Maybe The Body
- Front cover of first edition
- Author: Asa L. Drake
- Language: English
- Genre: Poetry
- Publisher: Tin House
- Publication date: February 24, 2026
- Publication place: United States
- Media type: Print (paperback), ebook
- Pages: 96
- ISBN: 978-1-963108-68-2

= Maybe The Body =

2026 poetry collection by Asa Drake

Maybe The Body is a 2026 poetry collection by Asa L. Drake, published by Tin House. It is Drake's debut full-length poetry collection.

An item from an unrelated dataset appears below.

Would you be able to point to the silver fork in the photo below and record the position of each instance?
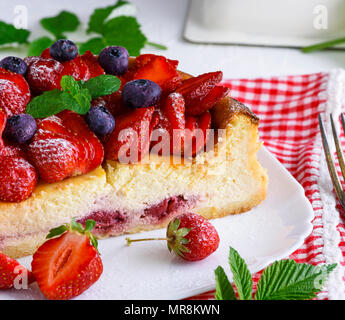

In interviews about the book, Drake said that many of the poems were written after she returned to the South, and described the collection as engaging with questions of belonging and diaspora.

== Reception ==
Publishers Weekly described the collection as "cerebral" and "polyphonic", saying that its poems address assimilation, ambivalent patriotism, and family inheritance. A.D. Lauren-Abunassar, reviewing the book for Split Lip Magazine, wrote that it examines how the body is shaped by country, inheritance, and labor, and described it as having a "deeply embedded sense of both narrative and lyric devotion". For Soapberry Review, Audrey Fong emphasized the collection's engagement with discomfort and pointed to its treatment of consumerism and citizenship. It was also included a Poetry Northwest book list, where it was described as attentive to "the daily colonialisms of names and silences" and to the relationship between work and home.